One of the most popular posts here is What Generation are You? Take the Test. I’m sure one reason it’s popular is that people like tests. We all want self-knowledge, but we want it handed to us on a silver platter, not thrown at us in clumps of dirt by our families, or served up with Kleenex at therapy.

But the other reason I think that post is so popular is because people are generally indignant that they are pinned into a generation merely because of the date they were born.

People don’t like to be told they are similar to everyone else. But that’s ridiculous, really. Because feeling special and different is a luxury only for those who are very mainstream. I can tell you, as a person who does not fit in that well, I work very hard to fit in. You think the eccentrics are trying to be eccentric, but they are not. It’s not fun to be eccentric if you really are. It’s only fun to be eccentric if you aren’t.

So people don’t like to be told that they are typical of their generation. They don’t like to feel typical. They like to point out how they are different. Daniel Gilbert, professor of psychology at Harvard, has done a lot of research about how we are obsessed about our individuality. For example, most people think we are poor jugglers, but, of course, almost all of us are average jugglers.

So it makes sense that people complain about being grouped by generation. One of the biggest complainers is Ben Cascnocha. Of course. He’s not a normal college kid. He started a business when he was 14, and he is in college thinking that maybe he could learn more out of college, and he generally shows up in places that you would not expect a 21-year-old to be. But even Casnocha is typical for his generation. For example, Gen Y is entrepreneurial, very self-confident, technology-focused, and socially responsible.
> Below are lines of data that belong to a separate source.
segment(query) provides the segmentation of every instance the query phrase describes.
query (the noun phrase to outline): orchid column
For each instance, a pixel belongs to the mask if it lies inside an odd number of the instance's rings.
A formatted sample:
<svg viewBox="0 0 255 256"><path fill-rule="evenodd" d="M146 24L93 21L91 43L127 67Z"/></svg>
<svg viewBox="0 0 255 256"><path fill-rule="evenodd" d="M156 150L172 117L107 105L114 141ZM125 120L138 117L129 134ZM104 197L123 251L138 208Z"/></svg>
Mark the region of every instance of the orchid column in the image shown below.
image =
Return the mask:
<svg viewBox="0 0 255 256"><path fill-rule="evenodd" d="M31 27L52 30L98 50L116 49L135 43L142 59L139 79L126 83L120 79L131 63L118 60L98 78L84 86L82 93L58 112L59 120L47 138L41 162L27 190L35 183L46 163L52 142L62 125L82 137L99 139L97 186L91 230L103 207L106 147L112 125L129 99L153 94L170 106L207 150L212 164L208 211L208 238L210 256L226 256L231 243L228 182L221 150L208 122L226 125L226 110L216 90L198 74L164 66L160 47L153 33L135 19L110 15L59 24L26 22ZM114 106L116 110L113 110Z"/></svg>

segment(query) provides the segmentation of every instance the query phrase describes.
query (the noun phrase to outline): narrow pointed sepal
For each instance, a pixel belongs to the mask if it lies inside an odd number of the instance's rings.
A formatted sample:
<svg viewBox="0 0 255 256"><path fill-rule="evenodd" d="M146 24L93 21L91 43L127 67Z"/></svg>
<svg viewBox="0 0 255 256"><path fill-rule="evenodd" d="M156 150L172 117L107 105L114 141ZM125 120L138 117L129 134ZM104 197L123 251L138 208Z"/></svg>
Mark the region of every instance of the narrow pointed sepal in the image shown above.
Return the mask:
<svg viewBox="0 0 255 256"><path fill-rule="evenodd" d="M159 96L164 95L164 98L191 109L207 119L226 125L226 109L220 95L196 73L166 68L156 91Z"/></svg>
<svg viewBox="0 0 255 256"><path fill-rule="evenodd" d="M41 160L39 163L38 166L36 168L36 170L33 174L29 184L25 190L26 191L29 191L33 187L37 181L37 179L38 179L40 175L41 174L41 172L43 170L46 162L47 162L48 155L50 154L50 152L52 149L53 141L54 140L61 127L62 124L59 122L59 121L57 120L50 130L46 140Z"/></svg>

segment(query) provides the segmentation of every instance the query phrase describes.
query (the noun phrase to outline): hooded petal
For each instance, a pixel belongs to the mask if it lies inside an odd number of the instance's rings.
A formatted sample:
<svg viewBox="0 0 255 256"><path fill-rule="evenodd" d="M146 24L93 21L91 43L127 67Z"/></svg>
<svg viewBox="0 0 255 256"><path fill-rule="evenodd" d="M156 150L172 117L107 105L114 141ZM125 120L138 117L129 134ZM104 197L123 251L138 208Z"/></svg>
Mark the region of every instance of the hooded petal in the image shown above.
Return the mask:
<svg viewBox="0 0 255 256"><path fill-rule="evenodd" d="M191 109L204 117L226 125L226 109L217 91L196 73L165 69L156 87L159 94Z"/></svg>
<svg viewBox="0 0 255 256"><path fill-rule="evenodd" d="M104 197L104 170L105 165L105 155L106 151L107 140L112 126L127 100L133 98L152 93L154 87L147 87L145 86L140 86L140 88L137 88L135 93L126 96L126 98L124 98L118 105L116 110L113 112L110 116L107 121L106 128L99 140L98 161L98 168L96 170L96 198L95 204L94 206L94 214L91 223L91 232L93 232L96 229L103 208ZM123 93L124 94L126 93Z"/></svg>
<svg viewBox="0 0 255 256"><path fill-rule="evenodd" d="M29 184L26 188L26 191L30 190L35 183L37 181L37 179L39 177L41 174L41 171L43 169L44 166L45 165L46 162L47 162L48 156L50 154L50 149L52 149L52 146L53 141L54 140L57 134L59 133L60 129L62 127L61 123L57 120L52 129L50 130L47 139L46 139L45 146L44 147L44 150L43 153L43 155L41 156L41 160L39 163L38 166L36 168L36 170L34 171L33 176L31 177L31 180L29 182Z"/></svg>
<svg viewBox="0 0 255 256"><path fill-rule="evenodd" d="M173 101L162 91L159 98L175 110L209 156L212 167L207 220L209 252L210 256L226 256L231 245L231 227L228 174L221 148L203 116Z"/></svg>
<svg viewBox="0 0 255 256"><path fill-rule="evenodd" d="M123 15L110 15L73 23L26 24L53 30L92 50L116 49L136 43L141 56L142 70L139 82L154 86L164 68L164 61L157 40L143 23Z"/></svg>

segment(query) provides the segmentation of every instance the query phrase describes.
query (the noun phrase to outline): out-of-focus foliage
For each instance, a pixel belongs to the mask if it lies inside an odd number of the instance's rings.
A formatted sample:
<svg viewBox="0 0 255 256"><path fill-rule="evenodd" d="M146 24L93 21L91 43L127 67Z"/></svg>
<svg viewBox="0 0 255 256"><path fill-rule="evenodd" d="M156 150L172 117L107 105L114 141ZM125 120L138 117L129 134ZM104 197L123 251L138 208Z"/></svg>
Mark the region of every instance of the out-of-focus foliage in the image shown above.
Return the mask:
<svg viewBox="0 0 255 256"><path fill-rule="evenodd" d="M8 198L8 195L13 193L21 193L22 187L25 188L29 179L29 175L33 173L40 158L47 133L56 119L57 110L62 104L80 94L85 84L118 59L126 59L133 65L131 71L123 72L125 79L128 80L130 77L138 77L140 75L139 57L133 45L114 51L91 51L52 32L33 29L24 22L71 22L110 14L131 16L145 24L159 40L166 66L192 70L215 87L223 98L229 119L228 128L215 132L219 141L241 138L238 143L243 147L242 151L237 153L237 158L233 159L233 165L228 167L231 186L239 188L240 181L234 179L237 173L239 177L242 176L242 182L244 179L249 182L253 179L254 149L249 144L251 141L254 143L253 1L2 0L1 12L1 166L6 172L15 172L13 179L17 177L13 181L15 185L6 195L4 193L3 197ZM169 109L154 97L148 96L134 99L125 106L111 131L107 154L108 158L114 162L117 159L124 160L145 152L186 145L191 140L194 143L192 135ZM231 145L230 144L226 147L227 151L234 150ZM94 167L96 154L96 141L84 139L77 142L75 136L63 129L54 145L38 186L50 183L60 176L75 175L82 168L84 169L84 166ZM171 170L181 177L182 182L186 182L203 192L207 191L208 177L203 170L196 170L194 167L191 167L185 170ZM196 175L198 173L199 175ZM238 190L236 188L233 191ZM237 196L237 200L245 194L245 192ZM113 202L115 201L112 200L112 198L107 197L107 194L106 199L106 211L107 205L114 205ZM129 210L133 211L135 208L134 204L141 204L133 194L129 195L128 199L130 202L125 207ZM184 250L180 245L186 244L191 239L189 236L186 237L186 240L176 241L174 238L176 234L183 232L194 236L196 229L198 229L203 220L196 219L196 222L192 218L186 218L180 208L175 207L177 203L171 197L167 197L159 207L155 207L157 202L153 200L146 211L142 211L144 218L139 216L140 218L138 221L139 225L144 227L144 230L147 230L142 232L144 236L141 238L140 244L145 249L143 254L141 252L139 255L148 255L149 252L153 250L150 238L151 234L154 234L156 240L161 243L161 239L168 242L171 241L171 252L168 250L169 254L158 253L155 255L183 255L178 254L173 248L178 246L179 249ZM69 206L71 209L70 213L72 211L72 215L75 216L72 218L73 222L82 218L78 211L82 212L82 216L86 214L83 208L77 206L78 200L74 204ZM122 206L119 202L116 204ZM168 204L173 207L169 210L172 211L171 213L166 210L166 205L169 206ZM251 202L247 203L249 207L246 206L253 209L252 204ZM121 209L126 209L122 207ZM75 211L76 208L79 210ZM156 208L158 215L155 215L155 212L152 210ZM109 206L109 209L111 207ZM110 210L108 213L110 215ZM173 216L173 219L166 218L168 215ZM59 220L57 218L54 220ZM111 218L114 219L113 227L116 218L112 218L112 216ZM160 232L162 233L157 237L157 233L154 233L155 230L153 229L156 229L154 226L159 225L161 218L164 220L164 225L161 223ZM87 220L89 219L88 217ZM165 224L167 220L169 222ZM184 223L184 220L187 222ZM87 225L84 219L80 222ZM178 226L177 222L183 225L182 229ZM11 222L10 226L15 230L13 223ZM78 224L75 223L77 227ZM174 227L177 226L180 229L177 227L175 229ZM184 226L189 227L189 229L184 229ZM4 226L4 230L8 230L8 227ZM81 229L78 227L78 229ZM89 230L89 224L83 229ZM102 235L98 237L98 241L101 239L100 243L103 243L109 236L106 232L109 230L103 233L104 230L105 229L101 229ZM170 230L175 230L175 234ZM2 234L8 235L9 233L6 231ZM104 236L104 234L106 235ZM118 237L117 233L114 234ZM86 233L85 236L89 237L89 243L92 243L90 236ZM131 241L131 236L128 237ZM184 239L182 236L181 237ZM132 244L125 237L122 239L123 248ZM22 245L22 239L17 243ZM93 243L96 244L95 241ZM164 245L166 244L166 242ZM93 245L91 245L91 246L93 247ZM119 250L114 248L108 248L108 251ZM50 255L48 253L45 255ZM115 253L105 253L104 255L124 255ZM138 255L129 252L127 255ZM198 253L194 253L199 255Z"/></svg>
So here’s an idea, embrace the generational generalizations, and learn something about yourself. We all want self-knowledge, sure. But there is broad self-knowledge, about where you fit in history. Talking about generations is talking about history, as it happens. The speed of information is allowing us to see ourselves in history as we go.
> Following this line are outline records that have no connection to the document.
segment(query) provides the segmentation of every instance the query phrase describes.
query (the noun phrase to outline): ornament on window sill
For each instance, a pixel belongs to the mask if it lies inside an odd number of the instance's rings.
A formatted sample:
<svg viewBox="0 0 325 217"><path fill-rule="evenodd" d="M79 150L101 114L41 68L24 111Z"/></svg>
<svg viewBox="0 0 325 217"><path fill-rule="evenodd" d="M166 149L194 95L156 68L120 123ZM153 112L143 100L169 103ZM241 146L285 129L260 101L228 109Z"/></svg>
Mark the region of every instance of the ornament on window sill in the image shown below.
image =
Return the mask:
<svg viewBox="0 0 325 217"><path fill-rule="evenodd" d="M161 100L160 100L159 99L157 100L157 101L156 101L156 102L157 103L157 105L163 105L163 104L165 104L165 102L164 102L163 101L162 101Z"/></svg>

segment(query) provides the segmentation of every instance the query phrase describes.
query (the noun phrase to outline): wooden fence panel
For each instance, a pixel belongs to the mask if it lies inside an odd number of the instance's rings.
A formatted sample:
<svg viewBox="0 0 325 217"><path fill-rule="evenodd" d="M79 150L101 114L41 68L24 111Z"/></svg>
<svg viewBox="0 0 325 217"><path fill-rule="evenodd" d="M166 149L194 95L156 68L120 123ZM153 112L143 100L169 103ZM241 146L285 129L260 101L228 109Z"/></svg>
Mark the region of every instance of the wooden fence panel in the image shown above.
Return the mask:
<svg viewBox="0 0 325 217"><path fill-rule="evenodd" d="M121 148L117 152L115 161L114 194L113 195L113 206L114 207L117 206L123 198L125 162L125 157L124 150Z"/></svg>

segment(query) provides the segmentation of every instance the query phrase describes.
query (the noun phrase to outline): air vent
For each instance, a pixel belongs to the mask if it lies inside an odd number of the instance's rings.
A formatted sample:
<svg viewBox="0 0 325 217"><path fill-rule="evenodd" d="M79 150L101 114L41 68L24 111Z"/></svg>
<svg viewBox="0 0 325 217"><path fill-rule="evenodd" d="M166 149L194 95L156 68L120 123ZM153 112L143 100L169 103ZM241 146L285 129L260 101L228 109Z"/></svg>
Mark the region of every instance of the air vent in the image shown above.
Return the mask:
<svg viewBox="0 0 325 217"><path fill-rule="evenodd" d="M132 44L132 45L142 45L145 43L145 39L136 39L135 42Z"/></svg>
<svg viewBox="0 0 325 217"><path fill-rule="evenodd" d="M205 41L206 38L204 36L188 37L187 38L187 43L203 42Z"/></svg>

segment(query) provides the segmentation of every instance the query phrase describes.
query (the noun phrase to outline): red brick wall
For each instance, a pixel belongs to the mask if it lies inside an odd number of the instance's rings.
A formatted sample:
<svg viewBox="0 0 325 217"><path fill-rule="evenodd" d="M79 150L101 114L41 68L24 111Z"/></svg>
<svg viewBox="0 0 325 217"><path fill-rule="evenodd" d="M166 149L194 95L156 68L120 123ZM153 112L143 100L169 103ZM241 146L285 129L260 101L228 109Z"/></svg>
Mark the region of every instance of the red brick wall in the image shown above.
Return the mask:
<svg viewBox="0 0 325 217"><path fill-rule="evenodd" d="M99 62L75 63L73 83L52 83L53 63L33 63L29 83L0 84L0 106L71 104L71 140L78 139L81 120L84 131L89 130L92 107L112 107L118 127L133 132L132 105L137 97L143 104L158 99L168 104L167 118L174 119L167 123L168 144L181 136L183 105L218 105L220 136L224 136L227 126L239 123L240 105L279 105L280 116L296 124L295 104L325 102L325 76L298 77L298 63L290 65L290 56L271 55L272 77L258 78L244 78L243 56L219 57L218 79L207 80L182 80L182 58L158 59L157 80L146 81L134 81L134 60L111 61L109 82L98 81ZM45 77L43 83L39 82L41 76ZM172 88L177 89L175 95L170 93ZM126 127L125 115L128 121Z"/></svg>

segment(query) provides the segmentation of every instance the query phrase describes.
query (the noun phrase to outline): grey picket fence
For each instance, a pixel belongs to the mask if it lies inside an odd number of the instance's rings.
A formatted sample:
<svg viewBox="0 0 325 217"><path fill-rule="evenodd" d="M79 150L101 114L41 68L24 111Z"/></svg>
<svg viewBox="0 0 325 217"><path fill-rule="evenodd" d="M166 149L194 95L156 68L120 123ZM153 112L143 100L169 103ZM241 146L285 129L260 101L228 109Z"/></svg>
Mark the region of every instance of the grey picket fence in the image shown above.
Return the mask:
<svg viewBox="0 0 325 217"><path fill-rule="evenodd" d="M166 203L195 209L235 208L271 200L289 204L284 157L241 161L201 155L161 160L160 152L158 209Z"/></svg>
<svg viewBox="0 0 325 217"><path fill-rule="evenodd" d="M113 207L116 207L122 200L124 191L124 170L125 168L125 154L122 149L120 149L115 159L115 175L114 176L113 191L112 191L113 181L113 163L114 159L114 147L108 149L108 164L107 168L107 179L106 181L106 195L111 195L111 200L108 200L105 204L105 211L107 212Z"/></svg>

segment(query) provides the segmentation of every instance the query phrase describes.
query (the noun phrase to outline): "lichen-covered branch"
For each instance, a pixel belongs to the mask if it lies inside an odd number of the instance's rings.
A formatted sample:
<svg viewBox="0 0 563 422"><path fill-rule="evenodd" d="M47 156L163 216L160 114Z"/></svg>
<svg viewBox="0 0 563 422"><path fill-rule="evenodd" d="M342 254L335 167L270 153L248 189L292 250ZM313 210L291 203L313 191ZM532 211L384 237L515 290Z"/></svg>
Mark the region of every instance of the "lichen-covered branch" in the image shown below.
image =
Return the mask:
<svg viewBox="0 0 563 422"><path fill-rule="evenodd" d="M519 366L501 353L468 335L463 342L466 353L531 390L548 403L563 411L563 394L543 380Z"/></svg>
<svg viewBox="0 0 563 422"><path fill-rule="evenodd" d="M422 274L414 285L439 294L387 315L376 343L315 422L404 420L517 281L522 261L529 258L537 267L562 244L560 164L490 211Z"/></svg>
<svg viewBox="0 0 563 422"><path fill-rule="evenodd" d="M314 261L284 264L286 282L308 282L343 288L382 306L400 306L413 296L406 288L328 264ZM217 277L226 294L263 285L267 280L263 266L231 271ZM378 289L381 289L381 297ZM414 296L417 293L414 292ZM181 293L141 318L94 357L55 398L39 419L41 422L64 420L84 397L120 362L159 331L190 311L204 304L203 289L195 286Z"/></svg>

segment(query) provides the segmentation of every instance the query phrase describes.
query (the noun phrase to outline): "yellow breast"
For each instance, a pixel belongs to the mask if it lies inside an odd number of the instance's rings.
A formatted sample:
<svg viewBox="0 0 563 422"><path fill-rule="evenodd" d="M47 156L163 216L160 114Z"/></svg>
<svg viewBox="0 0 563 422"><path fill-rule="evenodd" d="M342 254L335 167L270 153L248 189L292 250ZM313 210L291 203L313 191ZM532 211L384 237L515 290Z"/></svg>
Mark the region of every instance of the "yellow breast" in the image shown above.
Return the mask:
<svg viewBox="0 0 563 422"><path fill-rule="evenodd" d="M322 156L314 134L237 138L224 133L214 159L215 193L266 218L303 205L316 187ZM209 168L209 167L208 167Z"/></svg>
One great application of this is Baby Name Wizard, where you can see how your name fits in history. When was it popular? When did it tank? There is something about putting ourselves into an historical context that is fascinating. If you don’t believe me, I dare you to click on that link and leave without typing in two or three names. It’s impossible.

So take a step back and look at yourself in historical context of your generation. Instead of bitching about how no one can completely fit into a generalization, fit yourself in, for a bit, and find new context. People ask me why I love writing about generations, and I tell them, all the time, that learning about Gen Y, and how to get along with them, has forced me to be more optimistic and has challenged me to be more self-confident. I am a typical Xer. Sure, I’m eccentric, but I have several Gen X harbingers: Latchkey kid, cynical about stability, passion for grassroots, community action.

By examining how I fit into the generations, I can see the larger context of myself and my community. And the larger a context you can see yourself in, the more varied your self-knowledge will be. When it comes to making choices in your life, you will make better choices with better self-knowledge—understanding how you are the same as other people. If you know how you are the same, you can leverage the knowledge and research what has come before you.

You are probably an average juggler. You are probably part of your generation. You probably hate being told you are regular and typical. But let me tell you something. The best way to solve your career problems is to recognize that you are not the first to have them.